Le monde est divisé en deux: le monde des riches et celui des pauvres. Il est possible de passer d’un monde à l’autre en passant le processus. Seulement, 3% des candidats arriveront à réussir les épreuves.

Très bonne surprise avec cette histoire tirée d’une web série. Netflix donne sa chance au jeune réalisateur Pedro Aguilera et s’offre ainsi sa première série originale brésilienne. Pas mal d’idées neuves pour un thème plutôt classique en SF et récemment traité dans des séries comme « Incorporated » ou « Trepalium ». On a bien sûr droit à une taupe qui agit de l’intérieur en passant les tests pour détruire ce système, mais on se concentre plus sur les dits tests, psychologiques qui donnent une unique chance à la population défavorisée d’accéder au bonheur.
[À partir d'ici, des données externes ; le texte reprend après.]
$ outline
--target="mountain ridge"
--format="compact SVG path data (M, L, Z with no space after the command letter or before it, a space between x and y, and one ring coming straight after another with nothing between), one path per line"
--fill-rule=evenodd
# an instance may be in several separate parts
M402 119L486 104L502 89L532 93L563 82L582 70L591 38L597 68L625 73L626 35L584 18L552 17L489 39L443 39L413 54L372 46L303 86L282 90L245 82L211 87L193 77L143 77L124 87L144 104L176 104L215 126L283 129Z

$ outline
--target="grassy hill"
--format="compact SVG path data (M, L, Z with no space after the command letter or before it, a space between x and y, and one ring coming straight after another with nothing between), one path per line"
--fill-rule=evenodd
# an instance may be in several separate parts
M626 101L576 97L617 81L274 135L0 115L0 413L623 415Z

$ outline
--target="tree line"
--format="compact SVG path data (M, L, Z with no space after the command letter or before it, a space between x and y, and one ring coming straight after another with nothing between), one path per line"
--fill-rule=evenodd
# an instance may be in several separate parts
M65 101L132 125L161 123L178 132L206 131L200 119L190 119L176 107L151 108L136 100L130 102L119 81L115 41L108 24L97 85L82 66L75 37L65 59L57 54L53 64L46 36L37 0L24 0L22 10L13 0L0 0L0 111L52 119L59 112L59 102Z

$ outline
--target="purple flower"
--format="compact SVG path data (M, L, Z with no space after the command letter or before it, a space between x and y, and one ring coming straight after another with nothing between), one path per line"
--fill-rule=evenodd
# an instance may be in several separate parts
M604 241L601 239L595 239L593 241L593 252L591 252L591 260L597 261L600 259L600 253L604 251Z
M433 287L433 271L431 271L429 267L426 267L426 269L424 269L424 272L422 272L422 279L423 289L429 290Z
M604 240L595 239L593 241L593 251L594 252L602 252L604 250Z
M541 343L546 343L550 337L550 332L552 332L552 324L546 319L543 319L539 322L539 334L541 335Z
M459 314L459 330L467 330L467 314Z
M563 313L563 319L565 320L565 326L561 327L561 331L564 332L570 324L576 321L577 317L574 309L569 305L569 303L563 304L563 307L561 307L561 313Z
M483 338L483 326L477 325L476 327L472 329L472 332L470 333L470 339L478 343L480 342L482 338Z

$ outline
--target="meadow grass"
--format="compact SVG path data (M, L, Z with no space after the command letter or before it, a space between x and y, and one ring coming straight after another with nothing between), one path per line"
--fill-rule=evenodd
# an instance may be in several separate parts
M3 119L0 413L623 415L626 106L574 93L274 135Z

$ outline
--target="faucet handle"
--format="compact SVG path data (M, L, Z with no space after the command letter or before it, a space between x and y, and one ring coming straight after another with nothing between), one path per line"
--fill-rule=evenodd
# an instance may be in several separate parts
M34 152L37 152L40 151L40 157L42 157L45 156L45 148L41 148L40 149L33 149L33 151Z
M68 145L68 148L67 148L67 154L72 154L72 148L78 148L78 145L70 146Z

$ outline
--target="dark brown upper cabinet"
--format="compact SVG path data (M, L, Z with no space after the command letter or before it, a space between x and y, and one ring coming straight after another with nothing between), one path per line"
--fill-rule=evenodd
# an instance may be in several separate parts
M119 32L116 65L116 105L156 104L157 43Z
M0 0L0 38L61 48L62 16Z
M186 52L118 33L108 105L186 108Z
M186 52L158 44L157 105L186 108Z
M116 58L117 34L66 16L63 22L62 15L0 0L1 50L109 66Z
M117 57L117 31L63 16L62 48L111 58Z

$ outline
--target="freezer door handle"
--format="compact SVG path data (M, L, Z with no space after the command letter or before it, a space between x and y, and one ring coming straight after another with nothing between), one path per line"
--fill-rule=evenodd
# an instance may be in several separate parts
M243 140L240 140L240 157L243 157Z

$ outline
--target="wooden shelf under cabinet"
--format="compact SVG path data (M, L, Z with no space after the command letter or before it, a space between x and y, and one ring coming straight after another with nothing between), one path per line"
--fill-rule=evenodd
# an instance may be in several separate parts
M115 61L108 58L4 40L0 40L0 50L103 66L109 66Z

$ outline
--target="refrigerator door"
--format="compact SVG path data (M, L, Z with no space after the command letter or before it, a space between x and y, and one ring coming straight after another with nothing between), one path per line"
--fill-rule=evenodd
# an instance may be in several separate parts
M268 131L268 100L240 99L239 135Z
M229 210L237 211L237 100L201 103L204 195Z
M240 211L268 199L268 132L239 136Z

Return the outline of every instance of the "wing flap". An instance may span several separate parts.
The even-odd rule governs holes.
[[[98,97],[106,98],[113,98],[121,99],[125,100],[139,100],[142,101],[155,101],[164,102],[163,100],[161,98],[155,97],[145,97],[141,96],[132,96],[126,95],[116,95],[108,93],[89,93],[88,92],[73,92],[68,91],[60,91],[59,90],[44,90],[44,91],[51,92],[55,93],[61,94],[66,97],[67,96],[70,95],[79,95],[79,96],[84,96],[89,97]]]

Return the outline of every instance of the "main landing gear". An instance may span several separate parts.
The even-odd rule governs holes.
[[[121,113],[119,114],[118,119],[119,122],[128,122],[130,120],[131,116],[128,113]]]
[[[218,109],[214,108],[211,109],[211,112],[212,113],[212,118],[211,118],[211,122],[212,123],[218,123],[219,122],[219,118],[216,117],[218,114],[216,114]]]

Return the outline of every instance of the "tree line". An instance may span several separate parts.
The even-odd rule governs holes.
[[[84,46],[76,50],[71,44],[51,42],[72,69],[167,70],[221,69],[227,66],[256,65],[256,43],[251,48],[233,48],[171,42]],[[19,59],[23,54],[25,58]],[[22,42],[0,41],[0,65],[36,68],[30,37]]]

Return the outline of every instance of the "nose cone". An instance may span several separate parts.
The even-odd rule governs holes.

De très bon personnages, bien campés et interprétés, une intrigue simple mais captivante, une très bonne réalisation et surtout de l’originalité. A voir.

Gilmore Girl: A year in the life

Comme si ça ne s’était jamais arrêté. Le retour des « Gilmore girls » sur Netflix.

Rory est de retour pour une journée. Si elle est épanouie professionnellement et vie entre Londres, Paris et les États-Unis, elle n’a pas encore trouvé le grand amour. Lorelai vie en concubinage avec Luke et commence à penser à avoir un enfant avec lui. Toujours en conflit avec sa mère qui l’ignore depuis le décès de son père, elle continue à avancer et à partager des moments de complicité avec sa fille. Ainsi passe l’hiver à Stars Hollow.

Après « La fête à la maison » ou « Les années collège », Netflix ressuscite une nouvelle série avec « Gilmore girls » et offre à Amy Sherman-Palladino qui avait dû quitter la production avant la fin du show l’occasion de lui donner une fin tel qu’elle l’entendait. Le retour se fait en douceur, pas comme dans « fuller house » ou les personnages arrivaient en mode « hey t’as vu, je suis là aussi! ». Juste quelques petites phrases évoquent le temps passé depuis l’arrêt de la série. On replonge très vite dans les personnages et l’histoire, les lieux familiers et les litres de café. Vous pouvez regarder sans avoir vu la série originale, le tout étant présenté de manière à ne laisser personne sur la touche. Si vous suiviez à l’époque, laissez vous porter par un peu de nostalgie.